Ao lado da esposa, Victoria, Starmer declarou que “há dois anos devolvemos esperança ao país” ao retomar o governo após 14 anos de oposição. Ele afirmou ter “erradicado o antissemitismo” da legenda e restaurado a confiança nas áreas econômica, de defesa e de segurança nacional. Contudo, admitiu que a sigla agora questiona sua capacidade de conduzi-la até as eleições gerais previstas para 2029, motivo pelo qual decidiu renunciar.

Cronograma definido

O líder trabalhista solicitou ao Comitê Executivo Nacional que abra as indicações em 9 de julho e conclua a votação antes do fim do recesso parlamentar, em setembro. Até a posse do sucessor, Starmer permanecerá em Downing Street.

Contexto de pressão

A popularidade do premiê vinha caindo, sobretudo após as eleições locais de maio, nas quais o partido de direita nacionalista Reforma Reino Unido impôs dura derrota aos trabalhistas. Nas últimas semanas, vários membros do governo se afastaram dos cargos.

Nomes cotados

Favorito na disputa interna, o ex-prefeito da Grande Manchester Andy Burnham confirmou pelas redes sociais que concorrerá. “Keir prestou enorme serviço ao país e sua decisão inicia uma transição que precisa ser ordenada”, escreveu.

Direita exige urnas

Do lado opositor, o líder do Reforma Reino Unido, Nigel Farage, pediu a convocação imediata de eleições gerais.

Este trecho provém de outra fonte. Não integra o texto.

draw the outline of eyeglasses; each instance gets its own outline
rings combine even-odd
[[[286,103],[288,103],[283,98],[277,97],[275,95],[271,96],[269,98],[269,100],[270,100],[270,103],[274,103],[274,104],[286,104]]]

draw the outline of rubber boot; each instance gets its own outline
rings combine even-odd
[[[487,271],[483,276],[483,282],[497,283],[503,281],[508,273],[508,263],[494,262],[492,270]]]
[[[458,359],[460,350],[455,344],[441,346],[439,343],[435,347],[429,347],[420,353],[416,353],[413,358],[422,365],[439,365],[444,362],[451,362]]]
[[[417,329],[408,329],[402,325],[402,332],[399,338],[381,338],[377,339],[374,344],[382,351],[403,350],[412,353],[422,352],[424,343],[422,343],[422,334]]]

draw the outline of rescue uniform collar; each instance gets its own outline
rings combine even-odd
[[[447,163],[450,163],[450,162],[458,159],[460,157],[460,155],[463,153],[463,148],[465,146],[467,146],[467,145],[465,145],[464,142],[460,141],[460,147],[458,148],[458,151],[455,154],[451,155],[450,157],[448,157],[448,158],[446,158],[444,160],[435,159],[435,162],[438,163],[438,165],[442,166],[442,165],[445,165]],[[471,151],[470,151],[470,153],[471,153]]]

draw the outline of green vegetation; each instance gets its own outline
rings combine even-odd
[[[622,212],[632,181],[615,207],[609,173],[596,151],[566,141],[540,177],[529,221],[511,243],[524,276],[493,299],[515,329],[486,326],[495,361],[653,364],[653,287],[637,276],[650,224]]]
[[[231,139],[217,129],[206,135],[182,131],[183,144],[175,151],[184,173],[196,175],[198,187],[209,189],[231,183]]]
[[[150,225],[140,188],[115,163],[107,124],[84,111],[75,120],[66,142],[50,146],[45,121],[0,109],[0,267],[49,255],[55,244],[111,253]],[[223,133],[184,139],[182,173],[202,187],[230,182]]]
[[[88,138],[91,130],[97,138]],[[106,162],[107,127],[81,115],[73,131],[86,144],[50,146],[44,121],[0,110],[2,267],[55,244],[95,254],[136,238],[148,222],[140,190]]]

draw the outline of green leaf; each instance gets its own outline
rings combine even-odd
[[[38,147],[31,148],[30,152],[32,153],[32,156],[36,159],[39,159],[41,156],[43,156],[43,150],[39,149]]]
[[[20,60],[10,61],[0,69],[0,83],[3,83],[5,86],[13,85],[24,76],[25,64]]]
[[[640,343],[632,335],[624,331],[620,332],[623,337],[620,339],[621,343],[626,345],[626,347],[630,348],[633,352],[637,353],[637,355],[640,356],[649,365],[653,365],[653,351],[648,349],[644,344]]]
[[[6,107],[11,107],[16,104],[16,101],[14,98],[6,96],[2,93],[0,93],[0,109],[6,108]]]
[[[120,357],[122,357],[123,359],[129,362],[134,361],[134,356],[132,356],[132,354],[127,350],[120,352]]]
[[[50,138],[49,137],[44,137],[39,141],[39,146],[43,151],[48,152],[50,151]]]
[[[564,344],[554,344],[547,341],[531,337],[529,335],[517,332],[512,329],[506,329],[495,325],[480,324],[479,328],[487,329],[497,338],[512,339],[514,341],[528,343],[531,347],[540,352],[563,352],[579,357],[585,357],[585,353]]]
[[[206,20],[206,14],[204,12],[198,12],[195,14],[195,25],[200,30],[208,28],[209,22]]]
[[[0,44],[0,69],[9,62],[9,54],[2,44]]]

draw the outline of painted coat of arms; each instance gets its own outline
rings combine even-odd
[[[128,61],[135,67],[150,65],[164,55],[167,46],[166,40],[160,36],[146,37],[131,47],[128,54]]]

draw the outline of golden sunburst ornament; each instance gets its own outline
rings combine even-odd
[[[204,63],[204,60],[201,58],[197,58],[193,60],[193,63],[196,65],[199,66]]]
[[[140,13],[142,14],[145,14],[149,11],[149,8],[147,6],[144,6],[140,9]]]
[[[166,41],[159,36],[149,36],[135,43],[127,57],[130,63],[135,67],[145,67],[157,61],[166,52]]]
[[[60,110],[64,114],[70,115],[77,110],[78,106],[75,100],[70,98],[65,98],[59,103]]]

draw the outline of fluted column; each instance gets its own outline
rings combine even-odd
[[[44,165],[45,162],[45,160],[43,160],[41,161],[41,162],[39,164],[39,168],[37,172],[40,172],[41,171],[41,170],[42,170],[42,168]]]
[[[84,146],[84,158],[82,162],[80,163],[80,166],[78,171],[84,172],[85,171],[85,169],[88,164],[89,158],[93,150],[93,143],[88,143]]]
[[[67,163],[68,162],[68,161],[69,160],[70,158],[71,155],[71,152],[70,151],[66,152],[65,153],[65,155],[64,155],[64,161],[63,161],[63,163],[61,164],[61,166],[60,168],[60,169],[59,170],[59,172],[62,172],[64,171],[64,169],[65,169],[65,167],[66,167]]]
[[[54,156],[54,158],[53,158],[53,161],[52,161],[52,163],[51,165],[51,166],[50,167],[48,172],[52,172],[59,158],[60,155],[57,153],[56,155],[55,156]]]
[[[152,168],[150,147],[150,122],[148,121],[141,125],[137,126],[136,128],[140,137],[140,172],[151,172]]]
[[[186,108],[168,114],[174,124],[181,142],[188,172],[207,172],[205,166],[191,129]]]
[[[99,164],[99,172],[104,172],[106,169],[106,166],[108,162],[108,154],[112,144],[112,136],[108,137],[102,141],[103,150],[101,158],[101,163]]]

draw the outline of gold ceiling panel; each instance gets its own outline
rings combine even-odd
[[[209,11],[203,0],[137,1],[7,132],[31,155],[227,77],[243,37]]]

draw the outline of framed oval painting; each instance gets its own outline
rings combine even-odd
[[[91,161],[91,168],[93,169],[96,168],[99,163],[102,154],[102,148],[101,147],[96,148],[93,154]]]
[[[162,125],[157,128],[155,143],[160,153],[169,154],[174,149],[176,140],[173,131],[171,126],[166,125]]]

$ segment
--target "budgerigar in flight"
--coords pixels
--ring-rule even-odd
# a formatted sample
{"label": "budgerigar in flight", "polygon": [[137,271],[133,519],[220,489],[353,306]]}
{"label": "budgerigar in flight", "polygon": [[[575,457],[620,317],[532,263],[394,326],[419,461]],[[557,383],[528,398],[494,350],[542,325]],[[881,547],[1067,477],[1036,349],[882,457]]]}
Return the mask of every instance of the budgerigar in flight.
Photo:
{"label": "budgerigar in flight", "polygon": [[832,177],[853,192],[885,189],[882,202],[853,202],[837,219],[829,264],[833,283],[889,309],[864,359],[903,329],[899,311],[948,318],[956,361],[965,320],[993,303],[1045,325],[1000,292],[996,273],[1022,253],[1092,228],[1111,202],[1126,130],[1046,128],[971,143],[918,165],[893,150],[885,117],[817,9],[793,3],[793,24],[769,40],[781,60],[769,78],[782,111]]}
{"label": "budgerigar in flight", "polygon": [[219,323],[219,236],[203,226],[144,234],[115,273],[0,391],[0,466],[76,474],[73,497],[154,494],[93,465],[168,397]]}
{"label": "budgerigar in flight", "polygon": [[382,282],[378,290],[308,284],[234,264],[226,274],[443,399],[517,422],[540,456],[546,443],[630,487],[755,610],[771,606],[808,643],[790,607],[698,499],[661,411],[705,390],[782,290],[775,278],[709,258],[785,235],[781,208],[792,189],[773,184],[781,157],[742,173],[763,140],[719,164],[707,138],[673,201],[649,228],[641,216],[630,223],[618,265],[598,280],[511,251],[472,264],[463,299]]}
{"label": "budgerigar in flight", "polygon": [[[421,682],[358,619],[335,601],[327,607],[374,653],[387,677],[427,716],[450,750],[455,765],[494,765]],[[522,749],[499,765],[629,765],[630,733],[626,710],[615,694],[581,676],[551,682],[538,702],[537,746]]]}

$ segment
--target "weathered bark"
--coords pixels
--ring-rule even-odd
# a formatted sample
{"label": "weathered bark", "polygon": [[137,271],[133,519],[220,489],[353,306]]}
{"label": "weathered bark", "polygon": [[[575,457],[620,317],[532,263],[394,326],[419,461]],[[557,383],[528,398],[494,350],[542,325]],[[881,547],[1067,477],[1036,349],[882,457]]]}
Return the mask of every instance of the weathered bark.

Em publicação na plataforma X, afirmou que sua legenda “está pronta para uma mudança radical” e alertou: “Se o Partido Trabalhista pensa que pode colocar outro político profissional no Número 10, está muito enganado”. Pesquisas recentes posicionam Farage à frente na intenção de voto.

Com o processo sucessório em curso, o Reino Unido aguarda a definição do novo chefe de governo, enquanto cresce a pressão por um pleito nacional antecipado.